Pinecrest Public School is a public elementary school in Ottawa, Ontario, Canada.

==History==
Pinecrest Public School was built in 1961. The facilities include large, bright classrooms, two gymnasiums, a library, an art room, music room, a remodeled science room, a Design and Tech Room, a computer lab and two reading nooks. The schoolyard is used by grade 7-8 students for intramural/ sports activities and general play. The school has undergone renovations to the telephone, fire alarm and air conditioning/ heating system and added new play structures, basketball courts, and an upgraded multi-level soccer area. In addition, the front office was refurbished. The student support services include: custodians, Multicultural Liaison Officer, School Resource Police Officer, educational assistants and board specialists.
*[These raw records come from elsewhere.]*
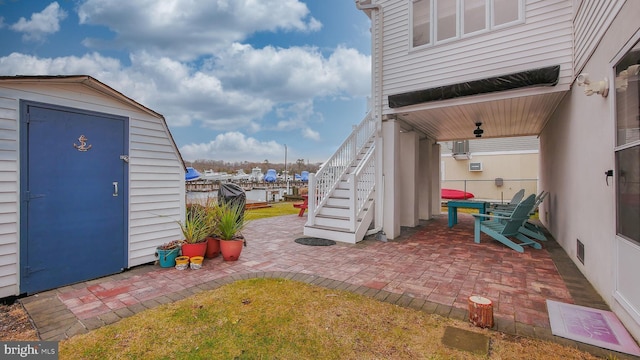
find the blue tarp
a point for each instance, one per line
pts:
(271, 176)
(192, 174)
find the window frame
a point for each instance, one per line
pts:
(433, 28)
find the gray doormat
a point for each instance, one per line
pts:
(466, 340)
(315, 241)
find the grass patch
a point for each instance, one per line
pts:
(284, 319)
(276, 209)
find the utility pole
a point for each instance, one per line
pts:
(286, 174)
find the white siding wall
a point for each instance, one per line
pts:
(156, 189)
(545, 39)
(592, 19)
(156, 173)
(576, 148)
(9, 195)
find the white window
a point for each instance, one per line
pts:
(627, 151)
(436, 21)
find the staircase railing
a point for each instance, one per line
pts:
(327, 178)
(362, 182)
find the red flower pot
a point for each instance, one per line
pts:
(231, 249)
(197, 249)
(213, 247)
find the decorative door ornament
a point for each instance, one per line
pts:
(83, 144)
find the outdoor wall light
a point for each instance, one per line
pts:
(598, 87)
(478, 132)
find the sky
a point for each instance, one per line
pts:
(236, 80)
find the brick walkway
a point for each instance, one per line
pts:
(431, 268)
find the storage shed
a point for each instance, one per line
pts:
(91, 182)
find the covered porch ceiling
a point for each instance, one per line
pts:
(508, 114)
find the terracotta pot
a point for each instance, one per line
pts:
(213, 248)
(197, 249)
(231, 249)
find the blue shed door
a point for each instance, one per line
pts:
(73, 192)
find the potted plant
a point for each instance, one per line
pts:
(195, 230)
(213, 240)
(167, 253)
(230, 223)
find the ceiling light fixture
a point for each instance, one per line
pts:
(478, 132)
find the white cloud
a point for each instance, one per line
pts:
(309, 133)
(232, 146)
(294, 74)
(41, 24)
(186, 29)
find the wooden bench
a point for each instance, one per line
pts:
(303, 205)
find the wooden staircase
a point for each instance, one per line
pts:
(344, 205)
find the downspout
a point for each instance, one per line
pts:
(376, 54)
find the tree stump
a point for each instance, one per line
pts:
(480, 311)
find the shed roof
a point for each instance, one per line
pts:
(96, 85)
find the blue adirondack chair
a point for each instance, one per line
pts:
(528, 228)
(515, 200)
(505, 228)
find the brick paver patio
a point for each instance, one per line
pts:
(431, 268)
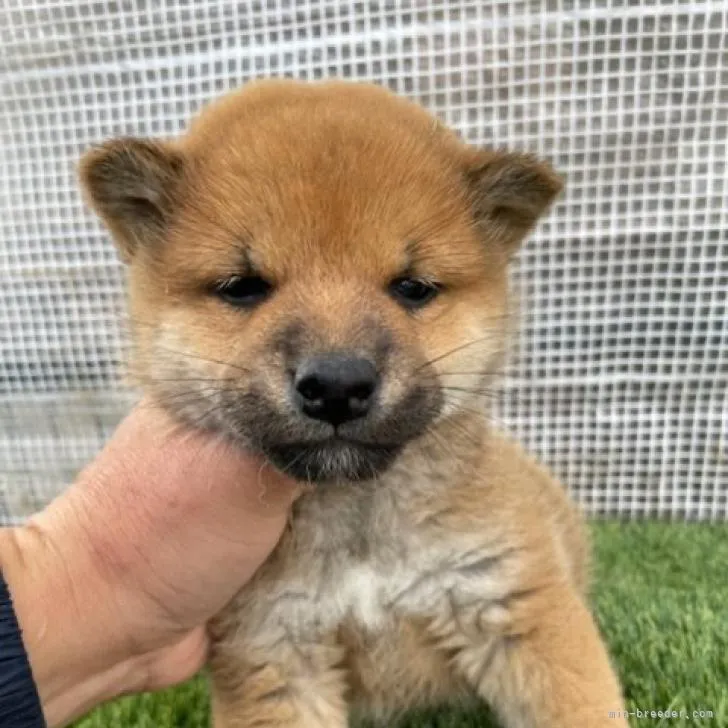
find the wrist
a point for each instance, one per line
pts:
(75, 655)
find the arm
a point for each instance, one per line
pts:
(114, 581)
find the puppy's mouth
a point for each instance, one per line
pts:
(333, 459)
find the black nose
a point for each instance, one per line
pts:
(335, 388)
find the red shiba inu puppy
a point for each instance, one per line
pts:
(319, 271)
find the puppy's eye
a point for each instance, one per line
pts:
(412, 292)
(244, 291)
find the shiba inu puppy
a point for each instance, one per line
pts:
(319, 271)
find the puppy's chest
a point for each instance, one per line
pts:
(374, 564)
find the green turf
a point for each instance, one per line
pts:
(661, 597)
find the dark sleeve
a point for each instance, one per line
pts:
(19, 702)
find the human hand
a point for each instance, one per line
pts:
(114, 581)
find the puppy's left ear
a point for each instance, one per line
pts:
(510, 192)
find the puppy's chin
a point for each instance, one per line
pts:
(332, 460)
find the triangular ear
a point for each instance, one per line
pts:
(133, 184)
(510, 192)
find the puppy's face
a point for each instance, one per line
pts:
(317, 270)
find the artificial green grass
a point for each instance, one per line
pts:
(661, 598)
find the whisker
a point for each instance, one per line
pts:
(452, 351)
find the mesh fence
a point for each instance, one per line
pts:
(620, 380)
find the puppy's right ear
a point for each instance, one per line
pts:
(133, 184)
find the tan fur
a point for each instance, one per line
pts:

Pinecrest was the subject of a CBC Television documentary, The Pinecrest Diaries, featuring the work of Principal Charles Austin and his team of teachers: Jeremy Hannay, Laurel Piper-Tye and others. Pinecrest was part of another CBC Television Documentary called, Run Run Revolution this production followed 10 students, Bruce Hubbard, the Principal and coaches invited to the school to train for the children's portion of the Boston Marathon.

Principal Charles Austin was named one of Canada's Outstanding Principals by The Learning Partnership in 2006.